Which of these error messages appears depends on timing-dependent
conditions.

Technically the root cause lies with a bug in the split-index code that
has nothing to do with FSMonitor, but for the sake of this new test case
it was the easiest way to trigger the bug.

The bug is this: Under specific conditions, Git needs to skip writing
the "link" extension (which is the index extension containing the
information pertaining to the split-index). To do that, the `base_oid`
attribute of the `split_index` structure in the in-memory index is
zeroed out, and `do_write_index()` specifically checks for a "null"
`base_oid` to understand that the "link" extension should not be
written. However, this violates the consistency of the in-memory index
structure, but that does not cause problems in most cases because the
process exits without using the in-memory index structure anymore,
anyway.

But: _When_ the in-memory index is still used (which is the case e.g. in
`git rebase`), subsequent writes of `the_index` are at risk of writing
out a bogus index file, one that _should_ have a "link" extension but
does not.
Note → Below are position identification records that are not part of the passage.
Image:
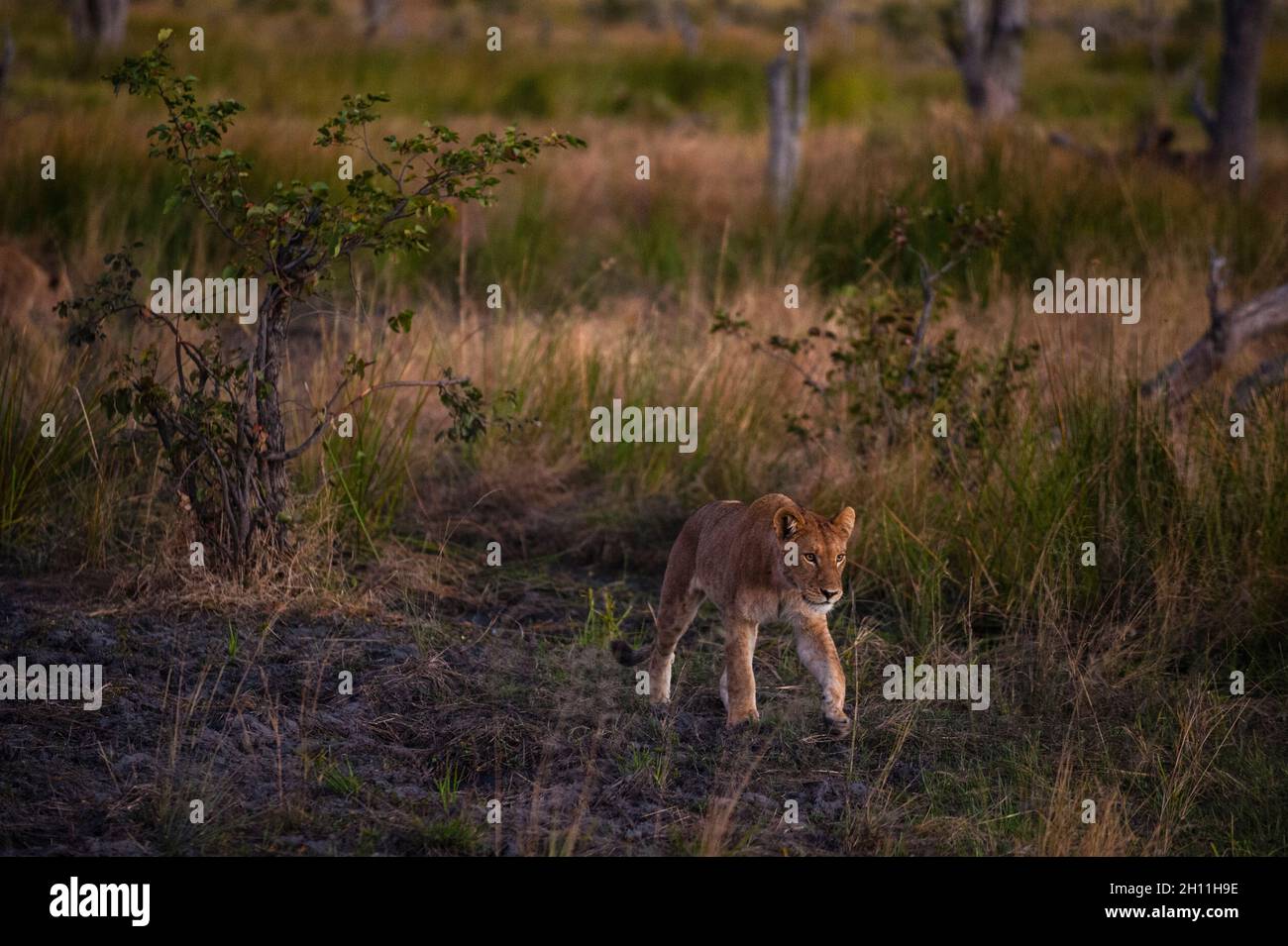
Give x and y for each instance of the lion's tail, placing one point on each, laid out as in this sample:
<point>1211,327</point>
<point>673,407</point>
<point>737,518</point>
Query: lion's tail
<point>629,656</point>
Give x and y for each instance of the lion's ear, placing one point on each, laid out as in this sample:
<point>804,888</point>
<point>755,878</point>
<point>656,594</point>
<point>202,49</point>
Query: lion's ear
<point>786,524</point>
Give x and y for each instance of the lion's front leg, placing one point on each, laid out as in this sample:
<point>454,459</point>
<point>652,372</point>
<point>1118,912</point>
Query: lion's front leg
<point>818,653</point>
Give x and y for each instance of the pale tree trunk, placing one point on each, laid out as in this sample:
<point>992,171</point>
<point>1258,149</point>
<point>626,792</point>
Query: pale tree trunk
<point>789,107</point>
<point>5,59</point>
<point>987,42</point>
<point>374,16</point>
<point>1233,130</point>
<point>98,24</point>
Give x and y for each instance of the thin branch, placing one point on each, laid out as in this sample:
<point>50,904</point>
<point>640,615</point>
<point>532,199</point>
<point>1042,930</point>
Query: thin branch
<point>327,413</point>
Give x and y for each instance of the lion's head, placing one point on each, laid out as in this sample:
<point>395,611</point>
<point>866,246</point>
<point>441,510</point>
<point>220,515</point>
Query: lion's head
<point>812,554</point>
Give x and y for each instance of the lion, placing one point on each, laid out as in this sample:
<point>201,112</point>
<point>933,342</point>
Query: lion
<point>771,560</point>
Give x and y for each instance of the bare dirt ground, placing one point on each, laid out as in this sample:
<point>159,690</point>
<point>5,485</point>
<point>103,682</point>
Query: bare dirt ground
<point>458,708</point>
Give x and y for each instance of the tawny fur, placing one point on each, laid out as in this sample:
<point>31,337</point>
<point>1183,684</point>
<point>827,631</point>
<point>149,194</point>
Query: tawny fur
<point>738,556</point>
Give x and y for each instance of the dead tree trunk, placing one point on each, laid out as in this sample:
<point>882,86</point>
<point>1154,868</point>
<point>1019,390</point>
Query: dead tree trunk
<point>5,59</point>
<point>98,24</point>
<point>1233,129</point>
<point>1228,332</point>
<point>987,42</point>
<point>374,16</point>
<point>789,107</point>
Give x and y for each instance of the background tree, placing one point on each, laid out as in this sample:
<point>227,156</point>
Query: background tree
<point>987,42</point>
<point>98,24</point>
<point>1233,129</point>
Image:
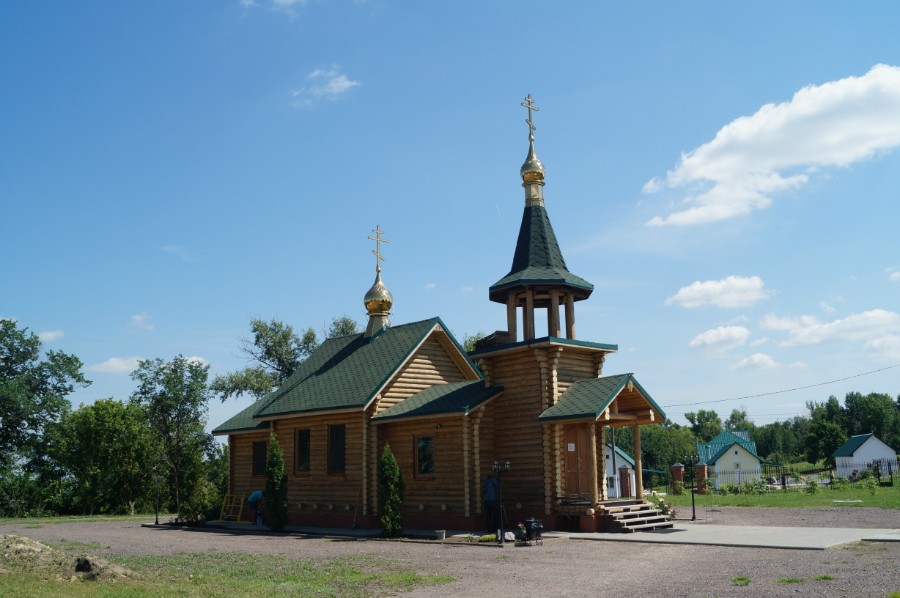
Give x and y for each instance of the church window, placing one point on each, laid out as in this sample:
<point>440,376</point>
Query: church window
<point>337,435</point>
<point>301,462</point>
<point>425,455</point>
<point>259,458</point>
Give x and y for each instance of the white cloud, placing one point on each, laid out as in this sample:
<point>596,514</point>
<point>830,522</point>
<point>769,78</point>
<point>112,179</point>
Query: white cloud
<point>116,365</point>
<point>182,252</point>
<point>872,327</point>
<point>886,347</point>
<point>141,321</point>
<point>756,361</point>
<point>721,339</point>
<point>49,336</point>
<point>778,148</point>
<point>326,84</point>
<point>733,291</point>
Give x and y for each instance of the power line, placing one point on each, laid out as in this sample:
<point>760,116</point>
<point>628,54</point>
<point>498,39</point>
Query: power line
<point>777,392</point>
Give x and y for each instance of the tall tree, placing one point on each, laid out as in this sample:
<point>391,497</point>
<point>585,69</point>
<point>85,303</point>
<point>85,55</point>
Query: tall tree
<point>108,449</point>
<point>274,351</point>
<point>873,413</point>
<point>738,420</point>
<point>33,391</point>
<point>174,395</point>
<point>705,424</point>
<point>664,445</point>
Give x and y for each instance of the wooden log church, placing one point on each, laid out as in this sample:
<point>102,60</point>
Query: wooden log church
<point>539,401</point>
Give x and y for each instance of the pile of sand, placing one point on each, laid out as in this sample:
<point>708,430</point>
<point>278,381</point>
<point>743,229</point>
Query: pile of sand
<point>18,553</point>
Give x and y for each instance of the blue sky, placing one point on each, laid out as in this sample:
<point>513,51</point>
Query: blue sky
<point>726,175</point>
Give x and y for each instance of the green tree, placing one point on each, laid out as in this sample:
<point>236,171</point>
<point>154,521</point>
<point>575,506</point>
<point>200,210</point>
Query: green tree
<point>390,494</point>
<point>33,392</point>
<point>276,486</point>
<point>274,351</point>
<point>108,449</point>
<point>174,396</point>
<point>470,340</point>
<point>822,439</point>
<point>664,445</point>
<point>738,420</point>
<point>705,425</point>
<point>342,326</point>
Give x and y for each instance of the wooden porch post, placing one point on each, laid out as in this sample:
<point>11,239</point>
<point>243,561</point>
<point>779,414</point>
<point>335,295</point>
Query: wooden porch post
<point>511,322</point>
<point>592,438</point>
<point>601,436</point>
<point>553,315</point>
<point>570,316</point>
<point>529,315</point>
<point>638,463</point>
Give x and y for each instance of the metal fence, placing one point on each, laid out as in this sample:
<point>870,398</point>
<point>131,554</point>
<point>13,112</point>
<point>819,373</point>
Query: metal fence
<point>770,477</point>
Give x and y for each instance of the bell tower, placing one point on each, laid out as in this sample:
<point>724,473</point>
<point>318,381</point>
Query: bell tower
<point>538,278</point>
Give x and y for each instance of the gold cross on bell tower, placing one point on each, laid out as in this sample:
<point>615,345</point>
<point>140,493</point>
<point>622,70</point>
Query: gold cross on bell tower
<point>378,241</point>
<point>529,105</point>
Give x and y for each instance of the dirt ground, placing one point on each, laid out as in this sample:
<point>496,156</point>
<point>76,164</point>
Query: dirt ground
<point>561,567</point>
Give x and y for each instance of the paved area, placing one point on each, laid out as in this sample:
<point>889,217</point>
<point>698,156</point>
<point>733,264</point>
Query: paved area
<point>755,536</point>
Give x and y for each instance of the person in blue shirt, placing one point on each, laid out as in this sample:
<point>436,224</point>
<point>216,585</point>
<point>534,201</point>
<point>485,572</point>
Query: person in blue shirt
<point>492,504</point>
<point>255,502</point>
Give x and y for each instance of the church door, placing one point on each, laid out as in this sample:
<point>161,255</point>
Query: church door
<point>578,461</point>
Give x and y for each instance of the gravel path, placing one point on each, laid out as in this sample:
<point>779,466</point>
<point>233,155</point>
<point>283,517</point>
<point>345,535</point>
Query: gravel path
<point>562,567</point>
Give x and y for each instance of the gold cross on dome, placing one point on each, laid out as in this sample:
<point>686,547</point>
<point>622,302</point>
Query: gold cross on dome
<point>378,241</point>
<point>529,105</point>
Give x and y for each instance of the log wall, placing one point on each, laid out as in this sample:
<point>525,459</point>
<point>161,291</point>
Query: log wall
<point>441,492</point>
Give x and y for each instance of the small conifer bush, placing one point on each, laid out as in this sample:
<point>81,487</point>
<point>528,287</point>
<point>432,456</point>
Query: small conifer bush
<point>276,486</point>
<point>390,494</point>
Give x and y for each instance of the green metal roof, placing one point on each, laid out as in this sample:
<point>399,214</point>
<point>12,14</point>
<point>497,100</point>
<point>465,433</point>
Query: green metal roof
<point>242,422</point>
<point>347,372</point>
<point>586,399</point>
<point>854,442</point>
<point>538,260</point>
<point>545,339</point>
<point>710,452</point>
<point>441,399</point>
<point>343,373</point>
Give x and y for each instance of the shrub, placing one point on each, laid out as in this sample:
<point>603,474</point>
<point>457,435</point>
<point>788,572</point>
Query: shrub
<point>276,486</point>
<point>390,494</point>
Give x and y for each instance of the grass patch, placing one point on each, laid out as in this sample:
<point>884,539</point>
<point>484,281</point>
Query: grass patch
<point>885,498</point>
<point>232,574</point>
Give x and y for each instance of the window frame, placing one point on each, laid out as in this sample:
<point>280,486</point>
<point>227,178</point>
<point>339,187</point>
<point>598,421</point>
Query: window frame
<point>256,444</point>
<point>417,447</point>
<point>334,450</point>
<point>298,445</point>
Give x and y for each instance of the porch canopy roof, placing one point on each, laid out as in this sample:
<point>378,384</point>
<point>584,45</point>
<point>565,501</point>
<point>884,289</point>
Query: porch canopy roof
<point>612,400</point>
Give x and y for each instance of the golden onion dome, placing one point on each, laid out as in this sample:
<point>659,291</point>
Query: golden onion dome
<point>532,170</point>
<point>378,300</point>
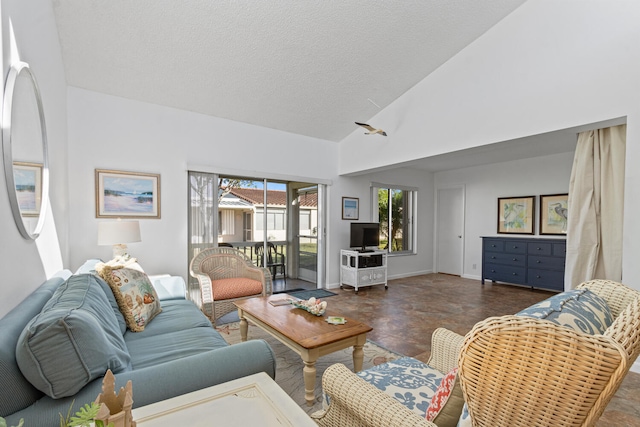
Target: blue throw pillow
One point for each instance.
(578, 309)
(73, 340)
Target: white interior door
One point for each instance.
(450, 230)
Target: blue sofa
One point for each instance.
(178, 351)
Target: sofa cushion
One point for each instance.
(235, 287)
(408, 380)
(177, 315)
(16, 392)
(73, 340)
(446, 405)
(578, 309)
(89, 267)
(136, 297)
(149, 351)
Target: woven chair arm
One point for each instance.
(445, 350)
(534, 360)
(356, 403)
(206, 292)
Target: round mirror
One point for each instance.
(24, 150)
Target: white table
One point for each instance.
(255, 400)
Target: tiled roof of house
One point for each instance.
(274, 197)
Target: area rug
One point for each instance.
(316, 293)
(289, 365)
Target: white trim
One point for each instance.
(254, 173)
(394, 186)
(436, 225)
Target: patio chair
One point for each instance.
(275, 259)
(226, 275)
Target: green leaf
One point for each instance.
(84, 416)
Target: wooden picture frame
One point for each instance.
(516, 215)
(350, 208)
(28, 180)
(121, 194)
(553, 214)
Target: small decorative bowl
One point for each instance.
(313, 306)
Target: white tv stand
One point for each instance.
(359, 269)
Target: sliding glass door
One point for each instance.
(248, 212)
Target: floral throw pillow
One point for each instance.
(136, 296)
(446, 404)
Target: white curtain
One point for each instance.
(596, 201)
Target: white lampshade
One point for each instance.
(118, 233)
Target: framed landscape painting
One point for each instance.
(553, 214)
(28, 181)
(122, 194)
(516, 215)
(350, 208)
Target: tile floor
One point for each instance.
(404, 316)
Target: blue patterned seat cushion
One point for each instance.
(408, 380)
(578, 309)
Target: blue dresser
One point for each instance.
(535, 262)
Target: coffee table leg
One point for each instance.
(244, 326)
(309, 372)
(358, 354)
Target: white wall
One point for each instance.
(549, 65)
(25, 264)
(107, 132)
(360, 186)
(484, 184)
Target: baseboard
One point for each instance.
(392, 277)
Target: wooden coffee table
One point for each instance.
(308, 335)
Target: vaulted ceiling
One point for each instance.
(309, 67)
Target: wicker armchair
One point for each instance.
(514, 371)
(215, 264)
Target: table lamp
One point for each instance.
(118, 233)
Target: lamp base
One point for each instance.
(120, 249)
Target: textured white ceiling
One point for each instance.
(310, 67)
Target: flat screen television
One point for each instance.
(364, 235)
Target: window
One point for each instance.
(226, 223)
(275, 219)
(394, 211)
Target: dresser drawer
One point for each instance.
(546, 263)
(515, 247)
(546, 279)
(539, 248)
(492, 245)
(507, 259)
(505, 273)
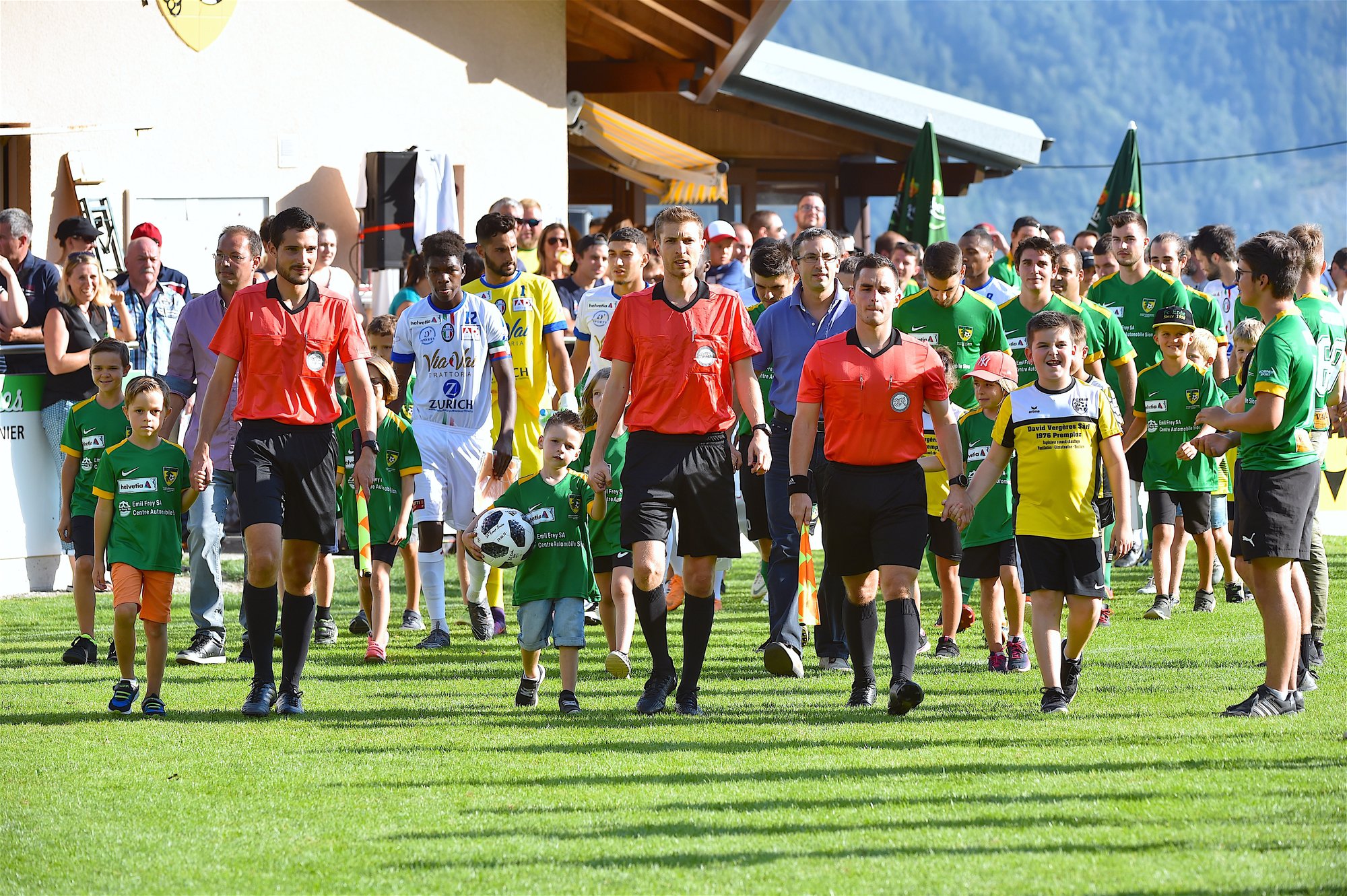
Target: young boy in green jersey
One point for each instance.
(143, 490)
(94, 425)
(1170, 396)
(557, 576)
(389, 502)
(612, 563)
(989, 540)
(1058, 428)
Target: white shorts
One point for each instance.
(447, 487)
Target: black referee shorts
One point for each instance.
(690, 474)
(874, 517)
(288, 475)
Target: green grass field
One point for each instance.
(422, 776)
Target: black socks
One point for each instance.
(261, 609)
(653, 613)
(861, 626)
(698, 618)
(297, 629)
(903, 633)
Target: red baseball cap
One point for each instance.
(147, 230)
(996, 365)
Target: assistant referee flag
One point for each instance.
(1123, 190)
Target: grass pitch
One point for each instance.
(422, 777)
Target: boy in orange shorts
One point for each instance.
(143, 490)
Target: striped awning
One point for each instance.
(678, 172)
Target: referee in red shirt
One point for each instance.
(872, 386)
(681, 350)
(284, 338)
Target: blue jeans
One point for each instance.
(783, 576)
(205, 533)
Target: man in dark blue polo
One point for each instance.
(818, 308)
(38, 279)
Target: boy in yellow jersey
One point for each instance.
(537, 326)
(1058, 428)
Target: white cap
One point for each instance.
(720, 230)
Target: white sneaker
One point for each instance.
(760, 587)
In many cases, the `SPLIT_INDEX_ORDERED` flag _happens_ to be
set for subsequent writes, forcing the shared index to be written, which
re-initializes `base_oid` to a non-bogus state, and all is good.

When it is _not_ set, however, all kinds of mayhem ensue, resulting in
above-mentioned error messages, and often enough putting worktrees in a
totally broken state where the only recourse is to manually delete the
`index` and the `index.lock` files and then call `git reset` manually.
Not something to ask users to do.

The reason why it is comparatively easy to trigger the bug with
FSMonitor is that there is _another_ bug in the FSMonitor code:
`mark_fsmonitor_valid()` sets `cache_changed` to 1, i.e. treating that
variable as a Boolean. But it is a bit field, and 1 happens to be the
`SOMETHING_CHANGED` bit that forces the "link" extension to be skipped
when writing the index, among other things.

"Comparatively easy" is a relative term in this context, for sure. The
essence of how the new test case triggers the bug is as following:

1. The `git rebase` invocation will first reset the worktree to
   a commit that contains only the `one.t` file, and then execute a
   rebase script that starts with the following commands (commit hashes
   skipped):

   label onto

   reset initial
   pick two
   label two

   reset two
   pick three
   [...]

2. Before executing the `label` command, a split index is written, as
   well as the shared index.

3. The `reset initial` command in the rebase script writes out a new
   split index but skips writing the shared index, as intended.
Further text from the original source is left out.